Dissolution of Copartnership. John Grigg and Hugh Elliot this day retire…The undersigned…Lippincott, Grambo & Co. and will continue…

Philadelphia: [Grigg, Elliott & Co.], 1 January 1850. Circular, 10.65” x 8.25”, on blue paper. Address panel: “Addressed to Messrs Brubaker & Smith, New Holland, Penna.” and bearing a postal mark. CONDITION: Good, a few minor separations along old folds, discoloration to verso.

An apparently unrecorded circular announcing changes in ownership at the Philadelphia book publishing business Grigg, Elliot, & Co.

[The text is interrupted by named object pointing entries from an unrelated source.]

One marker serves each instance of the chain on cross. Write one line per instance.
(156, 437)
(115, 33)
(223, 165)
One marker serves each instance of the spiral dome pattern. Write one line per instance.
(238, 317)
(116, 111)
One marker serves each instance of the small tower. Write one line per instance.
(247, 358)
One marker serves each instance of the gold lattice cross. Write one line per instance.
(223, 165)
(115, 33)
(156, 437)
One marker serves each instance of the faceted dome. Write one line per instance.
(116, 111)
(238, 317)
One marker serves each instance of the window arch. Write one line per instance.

Founded by John Grigg in 1823 and purchased by J. B. Lippincott in 1849, Grigg, Elliot, & Co. was for a time the largest and most prosperous publishing firm in Philadelphia. Their stock included poetry, medical texts, school books, almanacs, bibles, and maps. John Grigg and Hugh Elliot, the senior partners of Grigg, Elliot, & Co., here announce their retirement from the firm and state that all the business of the copartnership will be settled by Grigg and Elliot at the store, located at No. 14, North Fourth Street. The men were authorized to use the name of the firm for the liquidation of its affairs, and they here request that all who are indebted to the late firm make payment at their earliest convenience. Continuing the business of Grigg, Elliot, & Co. at the same North Fourth Street location are J. B. Lippincott, Henry Grambo, Edmund Claxton, George Remsen, and Benjamin B. Willis, “with increased facilities at the old stand.” It is noted that Lippincott is the well known publisher of fine editions of Bibles, Prayer Books, etc., and that Claxton, Grambo, and Remsen have been “raised in the establishment, and know the wants of the old friends and customers of the house.” The circular concludes by assuring the public that “the business will be conducted upon the same principle as heretofore.”

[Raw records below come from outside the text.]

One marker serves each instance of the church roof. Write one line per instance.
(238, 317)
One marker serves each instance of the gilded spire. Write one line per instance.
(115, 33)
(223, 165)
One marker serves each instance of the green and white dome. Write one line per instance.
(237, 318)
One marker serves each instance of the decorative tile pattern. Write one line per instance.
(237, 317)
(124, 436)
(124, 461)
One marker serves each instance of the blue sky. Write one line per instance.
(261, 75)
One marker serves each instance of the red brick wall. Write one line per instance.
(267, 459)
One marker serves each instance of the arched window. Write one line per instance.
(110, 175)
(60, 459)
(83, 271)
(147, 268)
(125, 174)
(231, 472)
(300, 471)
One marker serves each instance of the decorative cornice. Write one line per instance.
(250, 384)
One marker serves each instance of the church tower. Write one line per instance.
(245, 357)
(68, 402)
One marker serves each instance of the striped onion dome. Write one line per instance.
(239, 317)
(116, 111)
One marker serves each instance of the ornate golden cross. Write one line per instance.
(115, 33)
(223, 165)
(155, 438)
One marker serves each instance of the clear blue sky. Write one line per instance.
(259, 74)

As noted by his obituary in The New York Times, Grigg (1792-1864) arrived in Philadelphia in 1816, where he found employment as a clerk for bookseller and publisher Benjamin Warner “and so gained the confidence of Warner, that the latter, who died soon afterward, expressed in his will that John Grigg should continue the extensive business.” Subsequently, “Mr. Grigg…opened a store in Fourth-Street, above Market, and began the book business on his own account.” About Grigg’s store, a notice on its 1824 opening in the National Gazette and Literary Register announced that “the Subscriber, who has had the management and disposal of the late Benjamin Warner’s stock, has commenced the book and stationary business…and now offers for sale, at very reduced prices, an extensive stock of Books and Stationary, consisting of…an extensive variety of the latest and most approved editions of English, Latin, and French School Books.” His obituary further notes that through his “economy, diligence, and sound business tact” Grigg “created a trade that reached to all parts of the Union, and realized him a large fortune. He continued at the head of the firm of Grigg, Elliot & Co., until 1850, when he withdrew and was succeeded by Joshua B. Lippincott, who purchased…Grigg and Elliott, and with the junior members…established the present house of J. B. Lippincott & Co.”

No examples recorded in OCLC.

REFERENCES: Advertisement, National Gazette And Literary Register (Philadelphia), January 15, 1824, p. 4; “Death of John Grigg, of Philadelphia,” The New York Times, August 5, 1864, p. 3.